Supply Chain Warfare: A National Security Imperative
For defense contractors, supply chain attacks represent a unique threat vector with three primary objectives: stealing intellectual property, using suppliers as launch pads to swim upstream to larger targets, and causing production delays that can set critical weapons programs back years.
"If I can cause delays in these critical suppliers, then as you add those delays up, the aircraft carrier is 10 years behind," Antani explained. "We expect to see persistent cyber engagement against the long tail of suppliers that provide support for specific weapons platforms."
This strategy is already being observed in the wild. Nation-state actors are identifying suppliers for platforms like the F-22 fighter jet and conducting persistent cyber operations specifically designed to delay production timelines.
AI: The Double-Edged Sword
As cybersecurity professionals begin leveraging AI for defense, Antani acknowledges that adversaries will adopt the same technologies. However, he sees promise in structured approaches to AI implementation, particularly through Model Control Protocol (MCP) servers.
Horizon3.ai recently announced its MCP server, which allows security teams to use natural language interfaces with tools like Claude to run penetration tests, understand exploitation methods, and generate fixes.
"I think MCP servers are going to be the most impactful thing in the near term," Antani said. "The concept of a natural language, headless interface to your tools, dramatically simplifies the effort to integrate."
Moving from Reactive to Proactive
For security leaders, Antani advocates a fundamental mindset shift from reactive compliance to proactive verification. Drawing from his special operations background, he quotes a former commander: "Don't tell me I'm secure. Show me, and then show me again tomorrow, and then show me again next week."

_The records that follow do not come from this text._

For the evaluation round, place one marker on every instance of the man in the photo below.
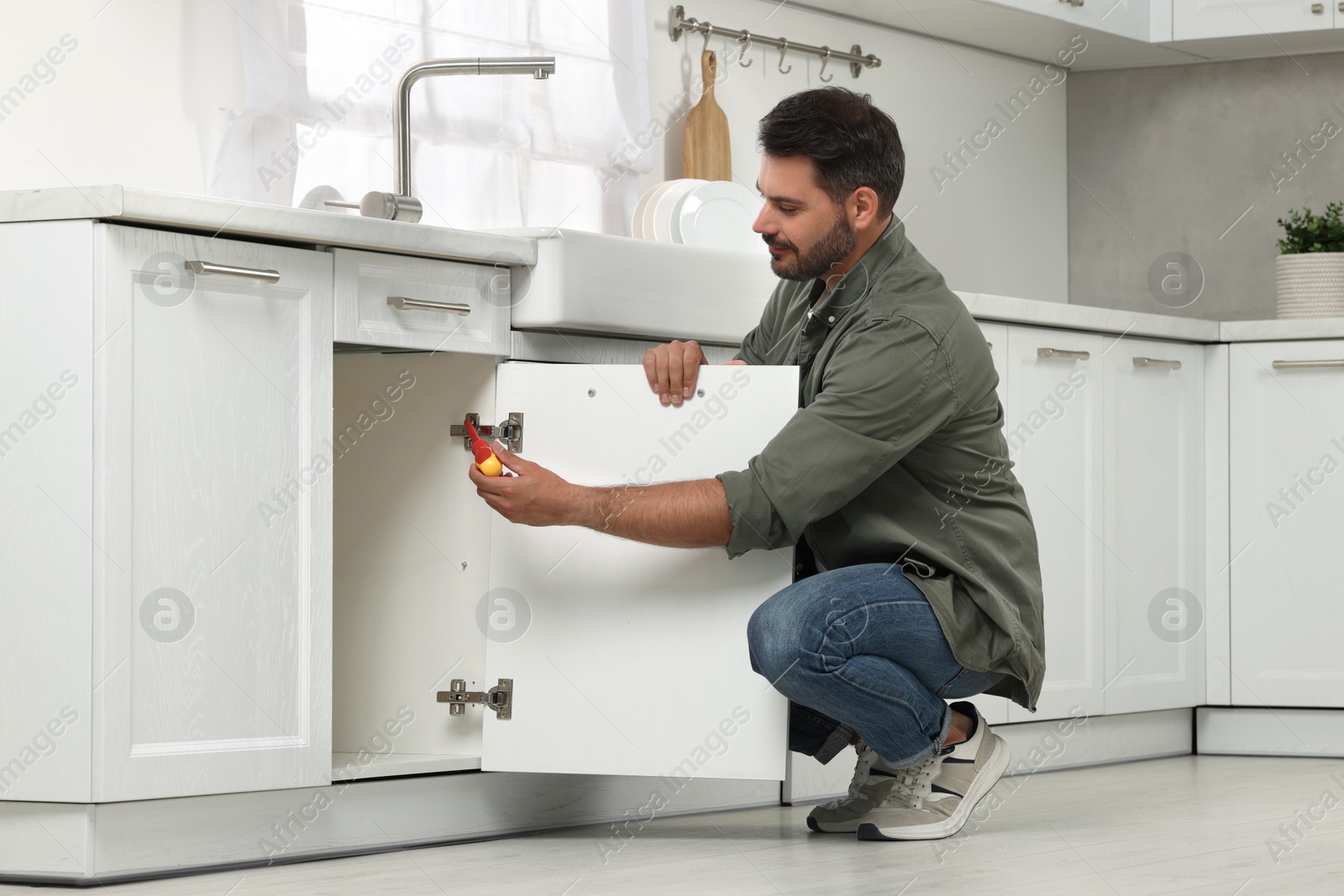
(891, 479)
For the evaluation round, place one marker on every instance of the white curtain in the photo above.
(488, 150)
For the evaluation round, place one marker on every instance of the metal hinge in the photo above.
(501, 698)
(510, 432)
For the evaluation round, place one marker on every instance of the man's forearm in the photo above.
(676, 515)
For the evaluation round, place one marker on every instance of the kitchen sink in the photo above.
(588, 282)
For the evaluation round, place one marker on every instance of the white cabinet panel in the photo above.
(1122, 18)
(633, 660)
(421, 302)
(995, 710)
(1153, 526)
(1054, 432)
(1195, 19)
(46, 511)
(1287, 508)
(213, 504)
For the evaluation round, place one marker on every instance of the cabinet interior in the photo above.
(412, 560)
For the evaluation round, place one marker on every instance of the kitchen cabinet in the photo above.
(1054, 434)
(1152, 526)
(624, 658)
(212, 595)
(421, 302)
(202, 654)
(1200, 19)
(1121, 18)
(1287, 427)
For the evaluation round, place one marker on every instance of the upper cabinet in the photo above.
(1200, 19)
(1116, 34)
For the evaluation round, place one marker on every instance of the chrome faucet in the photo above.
(402, 204)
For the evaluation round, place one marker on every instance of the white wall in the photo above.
(999, 228)
(144, 97)
(141, 100)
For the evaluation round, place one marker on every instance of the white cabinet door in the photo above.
(1153, 526)
(213, 513)
(1054, 432)
(1287, 508)
(1198, 19)
(995, 710)
(629, 658)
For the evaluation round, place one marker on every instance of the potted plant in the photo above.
(1310, 269)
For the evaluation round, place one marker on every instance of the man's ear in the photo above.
(864, 204)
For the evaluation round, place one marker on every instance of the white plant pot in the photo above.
(1310, 285)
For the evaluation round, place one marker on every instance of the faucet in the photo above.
(402, 204)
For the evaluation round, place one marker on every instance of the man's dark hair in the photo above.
(851, 143)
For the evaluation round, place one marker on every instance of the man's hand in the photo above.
(678, 515)
(672, 369)
(533, 496)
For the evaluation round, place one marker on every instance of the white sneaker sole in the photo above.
(980, 789)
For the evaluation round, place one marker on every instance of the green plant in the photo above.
(1308, 233)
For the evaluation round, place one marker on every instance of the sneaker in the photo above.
(867, 790)
(934, 799)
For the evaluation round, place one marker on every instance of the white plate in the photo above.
(638, 217)
(647, 217)
(719, 214)
(664, 210)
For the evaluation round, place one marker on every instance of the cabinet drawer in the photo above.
(420, 302)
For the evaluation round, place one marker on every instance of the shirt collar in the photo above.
(853, 289)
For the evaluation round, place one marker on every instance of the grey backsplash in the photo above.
(1167, 159)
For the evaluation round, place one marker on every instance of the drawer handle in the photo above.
(255, 273)
(401, 304)
(1156, 362)
(1280, 365)
(1062, 352)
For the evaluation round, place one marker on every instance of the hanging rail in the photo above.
(858, 62)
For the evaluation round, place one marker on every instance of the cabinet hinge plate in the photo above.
(501, 698)
(508, 432)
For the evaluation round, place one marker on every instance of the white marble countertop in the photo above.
(340, 228)
(233, 217)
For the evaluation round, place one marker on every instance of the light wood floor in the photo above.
(1189, 825)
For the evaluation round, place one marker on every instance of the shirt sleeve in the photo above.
(886, 389)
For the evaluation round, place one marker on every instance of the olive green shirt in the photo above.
(897, 453)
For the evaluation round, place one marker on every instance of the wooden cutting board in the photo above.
(707, 154)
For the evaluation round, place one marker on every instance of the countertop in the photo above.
(235, 217)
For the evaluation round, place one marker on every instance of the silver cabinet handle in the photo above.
(402, 304)
(1156, 362)
(255, 273)
(1062, 352)
(1280, 365)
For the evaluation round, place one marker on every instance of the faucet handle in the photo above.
(390, 207)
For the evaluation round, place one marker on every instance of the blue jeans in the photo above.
(859, 649)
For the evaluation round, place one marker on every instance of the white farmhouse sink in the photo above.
(586, 282)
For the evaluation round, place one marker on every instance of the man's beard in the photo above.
(833, 246)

This philosophy distinguishes between being "secure," a point-in-time state, and being "defensible," which requires continuously adapting to attackers and preventing them from achieving their objectives.
For developers and engineers on the front lines, Antani offers practical advice: "Being vulnerable to an issue doesn't mean you're actually exploitable. The only perspective that matters in cybersecurity is the attacker's perspective, looking at your environment through the eyes of the attacker."
The Road Ahead
As the cybersecurity industry grapples with tool sprawl and vendor hype, Antani advocates for a back-to-basics approach focused on proving rather than promising security. His company's partnership with the NSA represents a model for how government and private sector collaboration can address the most critical vulnerabilities in our national infrastructure.
The lesson from the Toyota cup holders extends far beyond automotive manufacturing. In an interconnected world where small suppliers can bring down giants, security is only as strong as the weakest link in the chain. For the Defense Industrial Base, that means recognizing that national security depends not just on protecting prime contractors, but on securing every machine shop, CNC factory, and ship welder in the supply chain.
The question isn't whether nation-state actors will continue targeting these vulnerable suppliers—it's whether we'll act fast enough to defend them.